The Raven is looking for Rose (Ariana DeBose). Marvin was supposed to have killed her, back when they were both working for “Knuckles” (Daniel Wu). No, this is not a Sonic the Hedgehog crossover. Yes, that would have been better. Marvin didn’t kill Rose because they like each other. Not that you would know from the inverse chemistry between them, but the “script” features a voiceover that tells and never shows.
It is unclear what Marvin’s plan is, other than running back and forth. The vast majority of Love Hurts features people in transit, which is notoriously everyone’s favorite part of a “movie.” Forget plot or action, we just want to see how people commute from one place to another. Marshawn Lynch shows up as a Rosenkrantzian or Guildensternesque hitman. He’s credited as Marshawn “Beastmode” Lynch and then yells “BEASTMODE!” during one scene. Rhys Darby shows up as an accountant with missing front teeth. One of the Property Brothers pops up as a realtor who thinks he knows karate.
Do you see what I’m saying? It’s like random notes written on napkins assembled into a movie. It isn’t quirky or irreverent, it is gibberish. The most defining characteristic of the villain is that he absolutely loves boba tea. It is a repeated plot point. If you squint, you can see how the conceit of an action film set on Valentine’s Day could work. You could have fights set to love ballads and center it around a couple who act like they want to be in the same room together.

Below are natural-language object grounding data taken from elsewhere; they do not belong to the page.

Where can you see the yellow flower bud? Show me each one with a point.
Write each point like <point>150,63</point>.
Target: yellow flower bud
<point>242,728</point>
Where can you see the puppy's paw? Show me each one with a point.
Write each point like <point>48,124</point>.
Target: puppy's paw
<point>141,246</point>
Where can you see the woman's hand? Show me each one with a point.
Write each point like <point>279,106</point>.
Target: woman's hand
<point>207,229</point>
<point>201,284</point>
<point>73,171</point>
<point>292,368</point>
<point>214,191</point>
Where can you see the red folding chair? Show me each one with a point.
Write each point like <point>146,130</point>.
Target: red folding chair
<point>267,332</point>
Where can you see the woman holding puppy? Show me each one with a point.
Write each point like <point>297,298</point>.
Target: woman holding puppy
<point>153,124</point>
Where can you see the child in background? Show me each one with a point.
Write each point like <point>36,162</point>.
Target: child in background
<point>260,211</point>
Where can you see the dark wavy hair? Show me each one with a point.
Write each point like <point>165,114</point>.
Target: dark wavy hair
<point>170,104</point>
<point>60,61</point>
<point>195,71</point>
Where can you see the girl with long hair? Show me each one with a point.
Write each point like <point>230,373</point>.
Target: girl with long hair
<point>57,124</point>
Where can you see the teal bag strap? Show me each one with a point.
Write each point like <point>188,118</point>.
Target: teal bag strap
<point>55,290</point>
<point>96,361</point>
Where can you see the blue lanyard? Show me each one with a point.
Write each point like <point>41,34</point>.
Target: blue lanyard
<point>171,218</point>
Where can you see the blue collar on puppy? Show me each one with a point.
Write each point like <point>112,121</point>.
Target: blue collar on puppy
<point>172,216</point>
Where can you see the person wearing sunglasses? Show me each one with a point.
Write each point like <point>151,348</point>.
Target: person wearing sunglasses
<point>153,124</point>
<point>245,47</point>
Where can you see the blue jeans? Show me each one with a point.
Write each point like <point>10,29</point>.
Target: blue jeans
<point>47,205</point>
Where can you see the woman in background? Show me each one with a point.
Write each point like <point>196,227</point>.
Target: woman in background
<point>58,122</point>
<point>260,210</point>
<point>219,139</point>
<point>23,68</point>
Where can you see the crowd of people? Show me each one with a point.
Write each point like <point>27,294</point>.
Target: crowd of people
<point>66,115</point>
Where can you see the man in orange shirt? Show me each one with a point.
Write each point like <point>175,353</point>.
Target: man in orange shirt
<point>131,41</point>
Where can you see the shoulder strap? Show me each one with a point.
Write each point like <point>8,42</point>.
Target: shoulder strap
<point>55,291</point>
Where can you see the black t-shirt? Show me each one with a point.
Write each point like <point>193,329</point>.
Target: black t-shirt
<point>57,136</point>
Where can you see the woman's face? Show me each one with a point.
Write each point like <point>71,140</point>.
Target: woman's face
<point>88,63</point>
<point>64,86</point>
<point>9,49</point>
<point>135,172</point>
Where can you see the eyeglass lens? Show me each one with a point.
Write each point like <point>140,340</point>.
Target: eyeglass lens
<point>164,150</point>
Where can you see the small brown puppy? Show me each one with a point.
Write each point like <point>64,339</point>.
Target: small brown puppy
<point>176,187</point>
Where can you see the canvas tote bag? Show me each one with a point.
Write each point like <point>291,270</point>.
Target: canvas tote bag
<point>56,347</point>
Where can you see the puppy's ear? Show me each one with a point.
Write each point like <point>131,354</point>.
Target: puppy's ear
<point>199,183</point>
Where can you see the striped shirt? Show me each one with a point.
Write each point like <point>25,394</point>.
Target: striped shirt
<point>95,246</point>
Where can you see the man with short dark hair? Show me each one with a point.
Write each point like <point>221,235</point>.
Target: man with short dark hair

This isn’t to disparage Quan or DeBose, both of whom are likeable, talented, and seem utterly baffled as to what they are doing here. Presumably shot in less than 24 hours and edited in less, this feels like a group project due at midnight and turned in at 11:59. Funny, sweet kung fu can work, just ask Jacky Chan. Just don’t make him watch this. Don’t watch this. Nobody watch this. It’s not an actual movie.
Grade = F
Other Critical Voices to Be Considered
Rain Jokinen at Mulling Movies says “the film really doesn’t have much of a plot, and is instead scene after scene of fighting and shootouts, shootouts and fighting. As good as some of these sequences are – director Jonathan Eusebio does his best to place the camera in some unexpected places – it gets very repetitive very quickly, to the point of exhaustion.”
Sherin Nicole at Riotus says “From the set-ups to the cameos, the hilariously bloody set pieces to the pair of bizarre love stories, LOVE HURTS isn’t a good movie, but it’s a good time. A ridiculously over-the-top (both campy and absurd), questionably romantic, bombastically violent, big ole mess that I enjoyed so much.”
Shakyl Lambert at CGMagazine says “Worst of all is Ariana DeBose, who, between this and Kraven the Hunter back-to-back, I’m convinced is in full-on ‘Oscar slump’ territory. While Quan manages to stay afloat due to his ‘aw shucks’ likeability, DeBose spends more time being irritating than intriguing, and the pair’s chemistry is completely inert.”